The timing of drilling will be contingent upon receipt of all land access and heritage clearances and satisfactory weather conditions. In conjunction with the above-mentioned exploration activities, the Company has prepared a Programme of Works which was approved during the June quarter. A Heritage Clearance Survey will be conducted to allow access to the area in support of anticipated drilling activities.

Throssel Range

To date, soil sampling has been conducted over the Throssel Range tenement in two phases, with sample locations planned in the swales between sand dunes to minimise the influence of wind-blown sand. Infill lines were conducted to target conductors associated with dolerites hosted within the Archaean basement, which had been identified from the Airborne EM survey. A consistent, coherent low-level response of Cu, Pb and other elements indicate the soils have tested the regolith adequately.

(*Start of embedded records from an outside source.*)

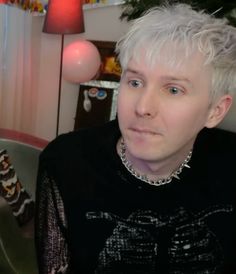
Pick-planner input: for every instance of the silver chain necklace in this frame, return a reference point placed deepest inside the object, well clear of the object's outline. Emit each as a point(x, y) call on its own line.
point(144, 178)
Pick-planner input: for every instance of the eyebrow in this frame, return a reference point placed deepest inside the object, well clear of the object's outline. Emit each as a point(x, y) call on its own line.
point(164, 78)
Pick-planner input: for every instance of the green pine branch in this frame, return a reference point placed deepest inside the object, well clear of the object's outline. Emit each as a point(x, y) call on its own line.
point(133, 9)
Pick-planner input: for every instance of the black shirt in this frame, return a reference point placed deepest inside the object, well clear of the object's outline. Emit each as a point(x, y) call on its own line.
point(93, 216)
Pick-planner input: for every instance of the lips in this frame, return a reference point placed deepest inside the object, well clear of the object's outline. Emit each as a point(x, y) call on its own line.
point(143, 131)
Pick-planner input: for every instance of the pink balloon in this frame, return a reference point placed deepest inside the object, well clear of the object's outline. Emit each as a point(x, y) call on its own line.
point(81, 61)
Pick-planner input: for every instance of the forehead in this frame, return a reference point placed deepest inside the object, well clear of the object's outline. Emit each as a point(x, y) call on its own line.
point(174, 60)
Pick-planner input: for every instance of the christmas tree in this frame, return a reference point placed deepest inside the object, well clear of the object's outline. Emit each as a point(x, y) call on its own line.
point(133, 9)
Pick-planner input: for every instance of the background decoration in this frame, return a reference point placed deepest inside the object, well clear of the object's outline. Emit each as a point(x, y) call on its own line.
point(34, 6)
point(132, 9)
point(81, 61)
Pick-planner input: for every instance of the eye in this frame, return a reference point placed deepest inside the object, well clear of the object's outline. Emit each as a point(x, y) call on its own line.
point(174, 90)
point(135, 83)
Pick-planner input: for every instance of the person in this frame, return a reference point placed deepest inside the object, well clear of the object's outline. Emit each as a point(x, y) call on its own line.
point(15, 195)
point(154, 190)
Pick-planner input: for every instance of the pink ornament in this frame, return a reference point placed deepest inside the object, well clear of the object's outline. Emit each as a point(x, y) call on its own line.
point(81, 61)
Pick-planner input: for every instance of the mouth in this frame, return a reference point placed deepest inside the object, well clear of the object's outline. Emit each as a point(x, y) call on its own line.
point(144, 131)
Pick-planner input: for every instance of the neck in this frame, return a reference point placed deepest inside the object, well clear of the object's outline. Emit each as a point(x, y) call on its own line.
point(154, 170)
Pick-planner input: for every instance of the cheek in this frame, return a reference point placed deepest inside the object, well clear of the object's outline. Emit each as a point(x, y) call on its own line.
point(124, 103)
point(190, 118)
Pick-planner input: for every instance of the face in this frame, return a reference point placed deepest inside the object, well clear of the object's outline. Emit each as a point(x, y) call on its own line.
point(162, 108)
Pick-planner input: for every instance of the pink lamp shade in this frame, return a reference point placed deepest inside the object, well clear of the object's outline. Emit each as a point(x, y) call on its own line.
point(64, 17)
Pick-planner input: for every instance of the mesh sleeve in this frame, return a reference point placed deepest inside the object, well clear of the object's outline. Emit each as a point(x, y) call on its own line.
point(50, 228)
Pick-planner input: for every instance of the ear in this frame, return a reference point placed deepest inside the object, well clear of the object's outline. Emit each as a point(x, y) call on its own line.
point(218, 110)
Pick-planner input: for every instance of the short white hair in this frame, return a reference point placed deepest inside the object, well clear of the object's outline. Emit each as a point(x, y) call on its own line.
point(184, 27)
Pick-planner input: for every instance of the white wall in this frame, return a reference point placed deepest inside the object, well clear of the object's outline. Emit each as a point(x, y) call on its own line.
point(100, 24)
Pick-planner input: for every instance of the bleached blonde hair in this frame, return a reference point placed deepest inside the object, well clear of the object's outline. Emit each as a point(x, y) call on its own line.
point(179, 26)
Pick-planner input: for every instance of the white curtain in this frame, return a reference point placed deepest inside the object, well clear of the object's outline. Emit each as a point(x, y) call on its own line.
point(19, 68)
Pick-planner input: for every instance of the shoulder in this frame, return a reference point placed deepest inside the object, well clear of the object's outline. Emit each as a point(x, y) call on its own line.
point(217, 140)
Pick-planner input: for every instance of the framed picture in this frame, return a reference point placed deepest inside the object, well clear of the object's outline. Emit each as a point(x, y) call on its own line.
point(97, 98)
point(96, 103)
point(110, 69)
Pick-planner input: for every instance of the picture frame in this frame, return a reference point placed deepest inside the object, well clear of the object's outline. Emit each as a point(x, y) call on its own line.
point(97, 98)
point(97, 103)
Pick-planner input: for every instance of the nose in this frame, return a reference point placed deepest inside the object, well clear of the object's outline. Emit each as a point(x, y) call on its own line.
point(146, 104)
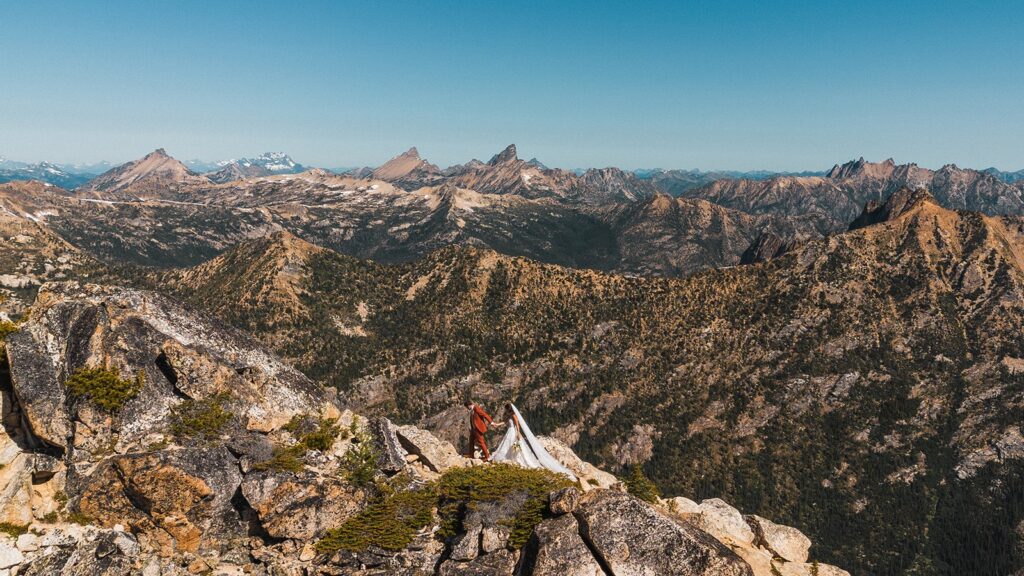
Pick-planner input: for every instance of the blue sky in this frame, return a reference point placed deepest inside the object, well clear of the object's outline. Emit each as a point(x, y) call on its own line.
point(723, 84)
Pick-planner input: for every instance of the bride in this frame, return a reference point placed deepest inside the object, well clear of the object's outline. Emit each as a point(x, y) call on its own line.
point(520, 447)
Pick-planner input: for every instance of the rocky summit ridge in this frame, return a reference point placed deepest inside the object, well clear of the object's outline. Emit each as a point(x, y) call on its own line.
point(141, 438)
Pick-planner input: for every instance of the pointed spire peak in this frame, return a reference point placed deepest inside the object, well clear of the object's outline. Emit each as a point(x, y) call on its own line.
point(506, 156)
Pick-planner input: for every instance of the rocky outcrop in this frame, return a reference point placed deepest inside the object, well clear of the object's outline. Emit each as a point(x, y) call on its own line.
point(621, 530)
point(557, 549)
point(221, 459)
point(785, 542)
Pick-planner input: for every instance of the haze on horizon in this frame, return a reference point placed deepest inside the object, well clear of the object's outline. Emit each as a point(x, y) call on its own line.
point(712, 85)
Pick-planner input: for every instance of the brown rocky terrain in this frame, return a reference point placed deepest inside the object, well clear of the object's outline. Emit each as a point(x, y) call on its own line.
point(834, 200)
point(862, 387)
point(156, 175)
point(139, 438)
point(190, 222)
point(408, 170)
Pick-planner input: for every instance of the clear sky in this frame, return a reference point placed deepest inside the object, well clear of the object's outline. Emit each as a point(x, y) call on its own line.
point(781, 85)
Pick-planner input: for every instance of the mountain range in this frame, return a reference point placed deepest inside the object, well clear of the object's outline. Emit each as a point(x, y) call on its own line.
point(863, 387)
point(859, 380)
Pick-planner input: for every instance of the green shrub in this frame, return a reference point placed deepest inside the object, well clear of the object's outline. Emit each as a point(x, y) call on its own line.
point(13, 530)
point(323, 438)
point(641, 486)
point(289, 458)
point(103, 387)
point(359, 462)
point(462, 488)
point(201, 419)
point(390, 522)
point(6, 328)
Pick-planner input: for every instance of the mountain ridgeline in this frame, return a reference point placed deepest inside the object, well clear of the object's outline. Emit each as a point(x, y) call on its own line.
point(864, 387)
point(860, 377)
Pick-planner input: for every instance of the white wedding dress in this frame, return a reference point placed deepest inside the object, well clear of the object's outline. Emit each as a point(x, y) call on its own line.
point(524, 450)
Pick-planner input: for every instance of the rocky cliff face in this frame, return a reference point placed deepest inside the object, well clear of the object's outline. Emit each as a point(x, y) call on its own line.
point(157, 175)
point(371, 218)
point(829, 203)
point(139, 438)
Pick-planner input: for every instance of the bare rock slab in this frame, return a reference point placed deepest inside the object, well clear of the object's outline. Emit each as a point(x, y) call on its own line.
point(622, 531)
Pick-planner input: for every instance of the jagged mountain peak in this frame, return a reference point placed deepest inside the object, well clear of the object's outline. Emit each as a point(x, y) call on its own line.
point(408, 167)
point(862, 168)
point(897, 205)
point(155, 173)
point(266, 164)
point(504, 157)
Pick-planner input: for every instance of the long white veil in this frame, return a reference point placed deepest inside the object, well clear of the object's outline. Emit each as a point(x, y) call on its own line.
point(543, 457)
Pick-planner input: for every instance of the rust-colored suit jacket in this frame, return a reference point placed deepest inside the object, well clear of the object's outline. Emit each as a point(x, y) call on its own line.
point(479, 419)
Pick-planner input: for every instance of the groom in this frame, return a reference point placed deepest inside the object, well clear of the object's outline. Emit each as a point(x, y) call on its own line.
point(478, 421)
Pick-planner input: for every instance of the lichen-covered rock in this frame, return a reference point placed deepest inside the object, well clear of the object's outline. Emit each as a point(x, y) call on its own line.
point(683, 505)
point(99, 552)
point(563, 501)
point(173, 353)
point(467, 545)
point(557, 549)
point(631, 537)
point(724, 522)
point(300, 506)
point(179, 499)
point(391, 456)
point(501, 563)
point(437, 454)
point(9, 556)
point(785, 542)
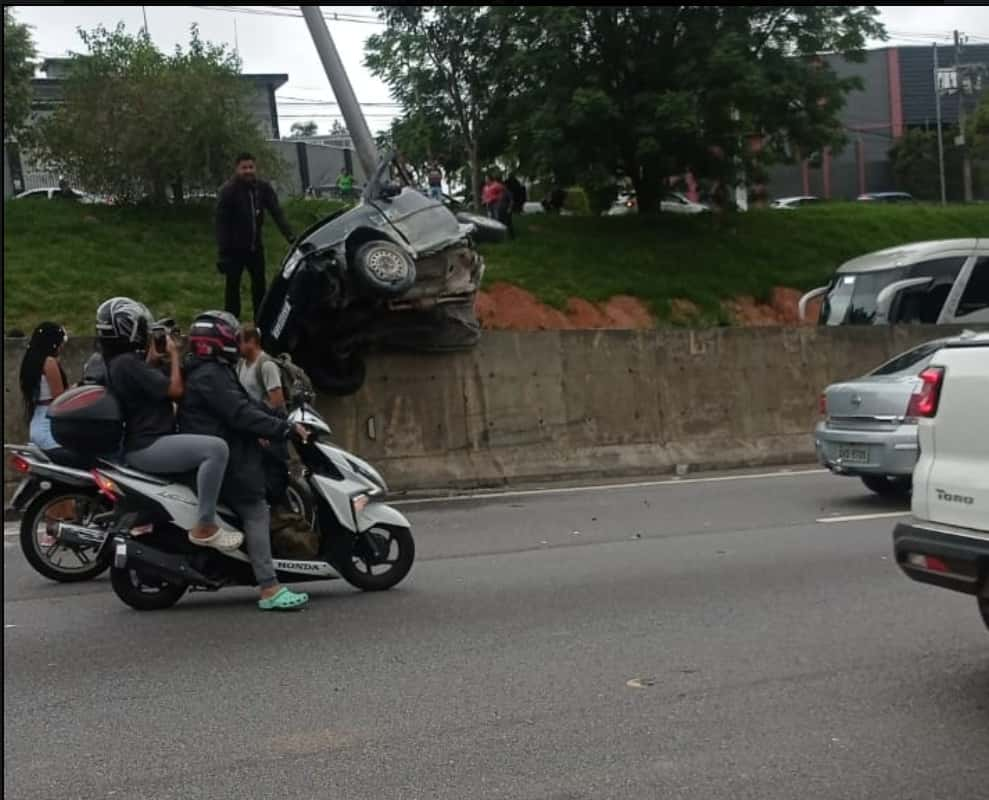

Geochemical assay results were generally low level throughout the area. No high-level anomalism appears to be present within copper, gold or base metals. No clear anomalism lies over any of the conductive trends in the EM survey. The gold results are generally below detection limit, with a few +1ppb results. No clear trends are evident, and it can be concluded that no significant Au mineralising event were detected by the sampling. Based on these results, Avira has shifted focus to its Mount Macpherson project and recently acquired Wyloo prospect in the Ashburton basin.

Wyloo (copper/gold) project, WA

In the first quarter this calendar year, Avira announced that it had pegged five exploration licenses in the Ashburton Basin, Western Australia (the Wyloo Project ) to explore for epithermal gold, silver and copper. The Wyloo Project consists of 5 exploration licenses (E08/3329, E08/3330, E08/3331, E08/3332 and E08/3333).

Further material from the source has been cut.